Film news: Kodak Lomo and Fujifilm


by Bellamy /

4 min read

Film news: Kodak Lomo and Fujifilm
This week has been a very big week in the world of film. I want to have a look at what has happened and give some thoughts on what it means for us, the users.

Well, I guess you have all heard the news by now about Kodak teaming up with Lomo. And in all honesty, it comes as little surprise to me.
There were rumours about this on the grapevine a long while ago and Lomo had made it pretty clear that they wanted some kind of relationship with Kodak. And who wouldn’t? In theory it could be a match made in heaven. But is it?

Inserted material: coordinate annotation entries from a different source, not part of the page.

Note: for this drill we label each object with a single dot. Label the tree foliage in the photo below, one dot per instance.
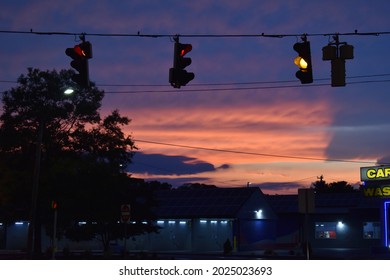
(83, 154)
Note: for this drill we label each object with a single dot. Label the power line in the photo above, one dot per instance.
(253, 154)
(232, 84)
(139, 34)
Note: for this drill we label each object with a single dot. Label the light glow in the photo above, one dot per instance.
(300, 62)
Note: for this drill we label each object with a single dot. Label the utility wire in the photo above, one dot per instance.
(253, 154)
(139, 34)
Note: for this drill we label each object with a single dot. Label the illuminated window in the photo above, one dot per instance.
(326, 230)
(371, 230)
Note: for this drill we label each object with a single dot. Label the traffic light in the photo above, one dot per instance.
(337, 52)
(80, 54)
(54, 204)
(177, 75)
(303, 61)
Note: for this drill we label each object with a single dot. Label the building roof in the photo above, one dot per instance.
(325, 202)
(204, 203)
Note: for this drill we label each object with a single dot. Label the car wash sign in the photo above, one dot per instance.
(376, 180)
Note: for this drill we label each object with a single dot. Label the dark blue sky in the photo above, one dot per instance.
(272, 115)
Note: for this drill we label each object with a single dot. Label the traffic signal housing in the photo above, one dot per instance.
(178, 76)
(80, 54)
(303, 61)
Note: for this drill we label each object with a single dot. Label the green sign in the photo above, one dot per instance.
(375, 173)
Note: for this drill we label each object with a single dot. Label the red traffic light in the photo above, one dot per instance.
(184, 49)
(80, 54)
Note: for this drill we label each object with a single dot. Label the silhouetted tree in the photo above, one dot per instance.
(76, 146)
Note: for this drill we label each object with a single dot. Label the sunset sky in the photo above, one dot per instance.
(245, 117)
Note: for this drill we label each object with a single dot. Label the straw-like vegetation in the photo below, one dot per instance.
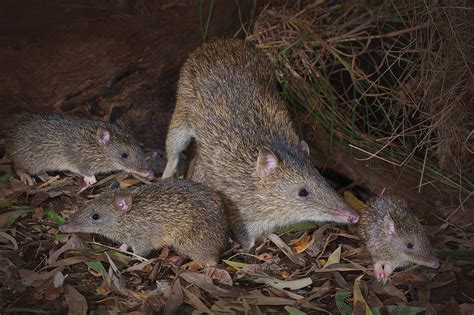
(393, 79)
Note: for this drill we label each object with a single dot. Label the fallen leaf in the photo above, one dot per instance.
(205, 283)
(359, 301)
(141, 266)
(35, 279)
(287, 284)
(8, 218)
(76, 301)
(193, 266)
(297, 259)
(175, 300)
(11, 239)
(97, 266)
(398, 310)
(56, 218)
(58, 280)
(237, 265)
(387, 289)
(293, 311)
(11, 273)
(334, 258)
(74, 242)
(302, 243)
(267, 300)
(221, 275)
(343, 307)
(193, 300)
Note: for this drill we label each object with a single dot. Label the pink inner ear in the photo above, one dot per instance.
(103, 135)
(122, 204)
(266, 162)
(390, 227)
(305, 147)
(106, 136)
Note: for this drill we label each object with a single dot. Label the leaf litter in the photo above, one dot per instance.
(305, 269)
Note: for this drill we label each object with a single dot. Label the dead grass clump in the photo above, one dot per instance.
(392, 79)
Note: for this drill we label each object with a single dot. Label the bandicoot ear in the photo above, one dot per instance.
(123, 203)
(389, 226)
(304, 147)
(266, 162)
(103, 135)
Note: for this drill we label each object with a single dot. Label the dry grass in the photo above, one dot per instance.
(392, 79)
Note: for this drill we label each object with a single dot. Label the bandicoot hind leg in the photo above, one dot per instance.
(178, 139)
(25, 177)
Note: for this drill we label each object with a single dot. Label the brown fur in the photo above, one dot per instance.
(228, 101)
(177, 213)
(391, 251)
(53, 142)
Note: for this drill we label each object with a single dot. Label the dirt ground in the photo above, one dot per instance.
(119, 60)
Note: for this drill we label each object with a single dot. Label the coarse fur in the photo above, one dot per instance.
(43, 142)
(181, 214)
(246, 147)
(387, 227)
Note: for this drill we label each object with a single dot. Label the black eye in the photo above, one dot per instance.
(303, 193)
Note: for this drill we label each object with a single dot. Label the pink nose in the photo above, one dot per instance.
(66, 228)
(435, 263)
(353, 218)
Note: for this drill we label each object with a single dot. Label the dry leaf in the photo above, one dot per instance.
(76, 301)
(302, 243)
(74, 242)
(221, 275)
(175, 299)
(287, 284)
(334, 258)
(205, 283)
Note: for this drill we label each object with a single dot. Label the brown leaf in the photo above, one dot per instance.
(11, 273)
(35, 279)
(194, 300)
(387, 289)
(302, 243)
(74, 242)
(153, 304)
(76, 301)
(141, 266)
(175, 299)
(205, 283)
(221, 275)
(39, 198)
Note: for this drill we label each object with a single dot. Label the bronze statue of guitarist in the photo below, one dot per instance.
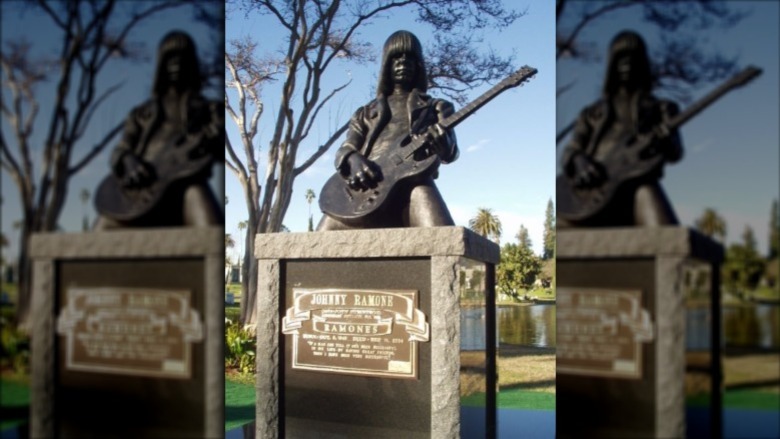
(626, 113)
(160, 168)
(401, 111)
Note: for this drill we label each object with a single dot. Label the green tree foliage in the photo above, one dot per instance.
(522, 237)
(517, 270)
(774, 231)
(743, 266)
(486, 224)
(712, 224)
(548, 250)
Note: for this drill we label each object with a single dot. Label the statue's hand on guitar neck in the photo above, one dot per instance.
(657, 141)
(436, 140)
(136, 173)
(363, 173)
(587, 172)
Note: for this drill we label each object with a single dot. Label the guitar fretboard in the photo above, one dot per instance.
(514, 80)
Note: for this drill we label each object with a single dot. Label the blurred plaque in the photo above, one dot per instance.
(130, 331)
(356, 332)
(600, 332)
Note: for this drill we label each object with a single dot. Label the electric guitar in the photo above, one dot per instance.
(631, 160)
(409, 158)
(178, 160)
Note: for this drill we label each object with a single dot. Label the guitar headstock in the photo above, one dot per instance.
(745, 76)
(517, 78)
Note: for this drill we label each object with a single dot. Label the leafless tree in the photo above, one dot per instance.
(93, 34)
(316, 35)
(681, 63)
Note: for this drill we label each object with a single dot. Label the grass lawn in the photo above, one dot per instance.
(233, 312)
(239, 402)
(14, 401)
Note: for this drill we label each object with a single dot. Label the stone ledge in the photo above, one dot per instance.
(636, 241)
(166, 242)
(368, 243)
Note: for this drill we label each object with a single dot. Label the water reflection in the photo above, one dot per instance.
(752, 325)
(532, 325)
(743, 325)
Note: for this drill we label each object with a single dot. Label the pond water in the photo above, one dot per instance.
(748, 325)
(751, 325)
(532, 325)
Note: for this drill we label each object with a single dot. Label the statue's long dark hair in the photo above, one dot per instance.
(628, 42)
(402, 42)
(178, 42)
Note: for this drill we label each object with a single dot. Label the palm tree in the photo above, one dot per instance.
(309, 198)
(486, 224)
(84, 200)
(523, 238)
(712, 224)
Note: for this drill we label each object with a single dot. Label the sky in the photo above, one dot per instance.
(136, 83)
(732, 148)
(508, 151)
(507, 148)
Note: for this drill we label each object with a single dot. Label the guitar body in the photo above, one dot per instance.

When Alaris rose from the ashes of Kodak, it seemed like all was saved. We would get to hang on to the few remaining film stocks that we know and love. But we have to remember, this company is being run by a pension fund, and it requires that the bottom line is cleared and then some.
So Kodak teaming up with Lomo seems to be a canny decision to make sure their film and papers are out there for more shooters. But it is the teaming up with Lomo that worries me. We have already seen price rises that have been in some cases too much to bear. And Lomo film has never been cheap (especially considering it it just re-branded or re-rolled film), but now I fear we are going to see Lomo raising the prices of the Kodak film too.
It also concerns me that so soon after foundation, Alaris is already looking for partners. This would suggest to me that they are worried about future projections.
Still, this could all be a storm in a teacup, and I am just spouting rubbish. We might actually find that some new shooters come to the fold and take up film. I certainly hope so. I am keeping an open mind (as far as I can at least).
There has also been mention of Lomo and Kodak teaming up to develop some new (or perhaps revive some old) products. I really, really hope this happens. As long as Lomo don’t try and charge Lomo Purple prices again. Film photography is not a boutique hobby for the hipsters and trust fund kids, it is passion for a diverse range of people and the prices need to be made attractive enough to get everyone involved. Let’s hope that this turns out to be a fruitful and productive relationship. I wish them all the best.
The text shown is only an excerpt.